Se hablaba —si se me permite el verbo— en esa primera entrada del blog, también de Pepe Carvalho y de la fea costumbre que tenía de encender la chimenea de su casa con un libro,  porque durante 40 años leyó libros y, decía, apenas le enseñaron a vivir. La primera novela convertida en ceniza por la mano de Pepe Carvalho fue Don Quijote de la Mancha (en realidad fue el segundo libro que quemó, pues el primero había  sido un ensayo de Pedro Laín Entralgo titulado España como problema).

Estos pirómanos cervantinos y montalbanianos me llevaron directamente a pensar en Fahrenheit 451, la novela de Ray Bradbury protagonizada por un pirómano arrepentido llamado Guy Montag.
La novela, publicada en 1953, es una de las distopías más famosas de la literatura junto a Un mundo feliz de Aldoux Huxley y 1984 de George Orwell
Tendría quince años cuando la leí y su lectura incrementó mi creencia en que los libros eran sagrados, con independencia de autor y contenido (hoy no lo tengo tan claro), en que cualquier libro había de ser rescatado del abandono o de la quema. Montag se convirtió en uno de mis personajes favoritos. De ahí el nombre de este blog.

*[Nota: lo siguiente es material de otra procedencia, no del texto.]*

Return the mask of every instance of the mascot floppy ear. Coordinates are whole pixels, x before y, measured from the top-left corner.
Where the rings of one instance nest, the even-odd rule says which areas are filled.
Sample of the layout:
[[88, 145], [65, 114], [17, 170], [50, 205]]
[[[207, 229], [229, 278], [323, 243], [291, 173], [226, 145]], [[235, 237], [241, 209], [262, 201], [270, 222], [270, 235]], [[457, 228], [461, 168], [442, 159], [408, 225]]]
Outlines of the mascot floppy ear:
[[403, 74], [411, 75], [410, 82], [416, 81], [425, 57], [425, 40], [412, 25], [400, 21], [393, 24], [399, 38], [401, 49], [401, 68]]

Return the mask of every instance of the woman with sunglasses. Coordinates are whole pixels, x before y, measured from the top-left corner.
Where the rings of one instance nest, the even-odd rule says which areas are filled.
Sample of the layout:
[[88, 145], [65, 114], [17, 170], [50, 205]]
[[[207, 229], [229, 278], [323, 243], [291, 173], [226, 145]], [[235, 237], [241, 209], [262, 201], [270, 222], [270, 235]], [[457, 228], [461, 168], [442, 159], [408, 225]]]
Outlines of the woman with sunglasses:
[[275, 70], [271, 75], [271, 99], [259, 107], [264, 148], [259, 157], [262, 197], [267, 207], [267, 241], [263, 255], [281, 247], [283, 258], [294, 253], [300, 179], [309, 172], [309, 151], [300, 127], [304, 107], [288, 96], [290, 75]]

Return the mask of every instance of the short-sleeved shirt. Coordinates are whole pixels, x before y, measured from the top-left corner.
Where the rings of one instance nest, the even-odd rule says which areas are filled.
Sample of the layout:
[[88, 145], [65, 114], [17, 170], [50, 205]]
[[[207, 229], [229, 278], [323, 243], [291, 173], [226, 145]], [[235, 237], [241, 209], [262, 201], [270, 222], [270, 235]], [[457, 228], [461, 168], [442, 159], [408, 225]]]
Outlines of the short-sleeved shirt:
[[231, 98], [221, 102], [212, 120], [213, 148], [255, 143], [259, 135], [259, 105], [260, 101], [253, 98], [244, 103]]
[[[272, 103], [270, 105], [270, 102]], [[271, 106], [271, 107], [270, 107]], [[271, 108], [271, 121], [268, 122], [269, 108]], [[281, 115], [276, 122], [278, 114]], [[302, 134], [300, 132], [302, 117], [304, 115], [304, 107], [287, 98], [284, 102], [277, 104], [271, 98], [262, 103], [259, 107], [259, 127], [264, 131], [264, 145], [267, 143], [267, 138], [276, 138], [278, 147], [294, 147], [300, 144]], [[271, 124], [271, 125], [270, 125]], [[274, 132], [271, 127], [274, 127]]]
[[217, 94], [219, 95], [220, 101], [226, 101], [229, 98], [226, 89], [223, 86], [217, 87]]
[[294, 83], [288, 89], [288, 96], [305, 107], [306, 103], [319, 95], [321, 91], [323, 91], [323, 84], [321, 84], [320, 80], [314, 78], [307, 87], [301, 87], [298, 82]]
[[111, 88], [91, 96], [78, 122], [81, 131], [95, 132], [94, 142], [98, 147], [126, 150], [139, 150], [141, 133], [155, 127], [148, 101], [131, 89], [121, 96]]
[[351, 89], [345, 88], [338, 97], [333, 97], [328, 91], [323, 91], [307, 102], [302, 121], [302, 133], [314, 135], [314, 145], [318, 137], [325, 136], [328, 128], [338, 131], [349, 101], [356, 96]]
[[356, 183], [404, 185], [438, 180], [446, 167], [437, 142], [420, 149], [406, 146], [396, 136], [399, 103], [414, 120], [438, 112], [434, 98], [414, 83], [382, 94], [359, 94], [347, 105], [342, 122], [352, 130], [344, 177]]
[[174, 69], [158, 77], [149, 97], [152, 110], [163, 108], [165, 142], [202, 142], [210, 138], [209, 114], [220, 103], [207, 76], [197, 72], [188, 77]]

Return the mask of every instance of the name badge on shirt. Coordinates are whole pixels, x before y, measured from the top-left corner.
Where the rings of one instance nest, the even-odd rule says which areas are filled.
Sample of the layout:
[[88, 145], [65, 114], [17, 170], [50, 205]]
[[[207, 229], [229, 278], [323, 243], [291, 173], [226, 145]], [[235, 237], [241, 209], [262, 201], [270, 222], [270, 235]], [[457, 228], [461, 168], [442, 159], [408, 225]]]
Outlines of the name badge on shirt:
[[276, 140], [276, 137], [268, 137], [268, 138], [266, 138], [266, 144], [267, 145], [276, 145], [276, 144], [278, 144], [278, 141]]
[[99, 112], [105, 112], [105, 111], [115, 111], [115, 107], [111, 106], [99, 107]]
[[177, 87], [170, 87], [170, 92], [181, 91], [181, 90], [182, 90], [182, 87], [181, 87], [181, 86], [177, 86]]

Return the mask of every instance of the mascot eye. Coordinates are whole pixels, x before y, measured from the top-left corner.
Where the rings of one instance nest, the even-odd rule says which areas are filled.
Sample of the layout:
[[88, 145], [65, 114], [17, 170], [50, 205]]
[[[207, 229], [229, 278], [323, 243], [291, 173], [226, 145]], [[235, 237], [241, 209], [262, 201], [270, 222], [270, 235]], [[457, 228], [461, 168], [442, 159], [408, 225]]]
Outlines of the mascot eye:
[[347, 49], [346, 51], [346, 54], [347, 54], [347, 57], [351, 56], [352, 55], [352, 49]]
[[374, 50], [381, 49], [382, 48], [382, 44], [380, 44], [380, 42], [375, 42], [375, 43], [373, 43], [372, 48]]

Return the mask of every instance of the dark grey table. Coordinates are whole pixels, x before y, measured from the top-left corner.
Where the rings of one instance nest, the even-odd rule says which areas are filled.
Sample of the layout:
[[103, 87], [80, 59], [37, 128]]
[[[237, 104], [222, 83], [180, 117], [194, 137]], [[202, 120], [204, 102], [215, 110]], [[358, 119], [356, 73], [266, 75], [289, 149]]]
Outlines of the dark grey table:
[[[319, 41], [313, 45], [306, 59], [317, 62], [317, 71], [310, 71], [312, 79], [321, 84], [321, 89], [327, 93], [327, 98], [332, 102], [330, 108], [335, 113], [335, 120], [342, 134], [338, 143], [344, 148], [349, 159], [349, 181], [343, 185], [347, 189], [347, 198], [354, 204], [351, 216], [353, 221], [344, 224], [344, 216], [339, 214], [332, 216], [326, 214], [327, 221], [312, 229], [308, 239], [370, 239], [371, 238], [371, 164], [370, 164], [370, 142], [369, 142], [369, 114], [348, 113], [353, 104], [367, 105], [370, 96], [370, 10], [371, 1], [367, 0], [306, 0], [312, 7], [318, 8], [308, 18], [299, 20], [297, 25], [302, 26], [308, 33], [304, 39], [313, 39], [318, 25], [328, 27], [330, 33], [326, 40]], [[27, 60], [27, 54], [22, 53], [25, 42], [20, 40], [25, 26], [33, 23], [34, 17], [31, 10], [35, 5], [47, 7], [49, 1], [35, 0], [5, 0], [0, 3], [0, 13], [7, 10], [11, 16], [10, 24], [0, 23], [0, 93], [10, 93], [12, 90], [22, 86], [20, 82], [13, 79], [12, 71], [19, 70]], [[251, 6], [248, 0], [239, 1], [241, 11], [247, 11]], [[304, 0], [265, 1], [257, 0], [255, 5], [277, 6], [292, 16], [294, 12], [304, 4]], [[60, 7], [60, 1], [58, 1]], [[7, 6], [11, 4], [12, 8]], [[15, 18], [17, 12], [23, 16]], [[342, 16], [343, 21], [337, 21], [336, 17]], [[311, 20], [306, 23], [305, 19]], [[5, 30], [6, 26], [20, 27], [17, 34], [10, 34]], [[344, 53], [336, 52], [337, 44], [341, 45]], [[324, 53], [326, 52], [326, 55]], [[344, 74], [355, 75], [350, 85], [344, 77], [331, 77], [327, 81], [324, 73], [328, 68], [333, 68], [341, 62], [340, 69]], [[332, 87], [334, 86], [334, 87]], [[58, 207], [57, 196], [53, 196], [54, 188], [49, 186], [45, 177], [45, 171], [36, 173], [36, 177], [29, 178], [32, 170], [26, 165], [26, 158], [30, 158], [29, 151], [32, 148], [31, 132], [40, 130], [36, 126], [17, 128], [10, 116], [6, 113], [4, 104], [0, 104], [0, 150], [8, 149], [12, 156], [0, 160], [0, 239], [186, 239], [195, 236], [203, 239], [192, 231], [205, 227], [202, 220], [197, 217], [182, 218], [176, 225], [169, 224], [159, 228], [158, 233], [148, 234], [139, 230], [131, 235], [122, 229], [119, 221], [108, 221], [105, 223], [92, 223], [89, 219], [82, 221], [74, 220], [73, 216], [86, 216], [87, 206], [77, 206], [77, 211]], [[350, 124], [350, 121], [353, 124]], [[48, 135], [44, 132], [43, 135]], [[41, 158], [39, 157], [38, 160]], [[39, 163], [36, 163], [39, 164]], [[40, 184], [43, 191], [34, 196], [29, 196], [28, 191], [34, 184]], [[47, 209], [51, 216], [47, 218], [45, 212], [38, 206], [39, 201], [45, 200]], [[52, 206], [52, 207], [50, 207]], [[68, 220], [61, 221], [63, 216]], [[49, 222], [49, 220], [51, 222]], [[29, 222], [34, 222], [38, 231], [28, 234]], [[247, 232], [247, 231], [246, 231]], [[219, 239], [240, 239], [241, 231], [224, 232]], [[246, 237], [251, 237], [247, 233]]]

Montag es un pirómano profesional, un bombero que trabaja para el Estado, y que en vez de apagar fuegos los provoca. Pero no quema cualquier cosa. Su trabajo consiste en buscar y encontrar los libros ocultos y quemarlos porque los libros están prohibidos. Fahrenheit 451 es la inscripción que lucen orgullosamente los bomberos  en su casco, pues es la temperatura a la que arde el papel, al menos eso afirma Ray Bradbury en la novela. Montag hace su trabajo sin preguntarse si está bien o no. Es su deber. Hasta que un día, movido por la curiosidad y por un encuentro con una joven, comienza a dudar.
Tras esta epifanía, Montag se convierte en un peligroso y subversivo antisocial que busca a los clandestinos amantes de los libros para unirse a su causa. Faber, un viejo profesor, le dice: “Los libros están para recordarnos lo tontos y estúpidos que somos. Son la guardia pretoriana de César, susurrando mientras tiene lugar el desfile por la avenida: «Recuerda, César, que eres mortal»”.

En 1966, Francois Truffaut llevó la novela de Bradbury a la gran pantalla e hizo una de las mejores adaptaciones de la historia del cine. El primer libro que aparece (tan sólo durante una décima de segundo) en la película antes de ser pasto de las llamas se titula Don Quijote de la Mancha. Seguro que Pepe Carvalho, que era un tipo culto, fue al cine a verla.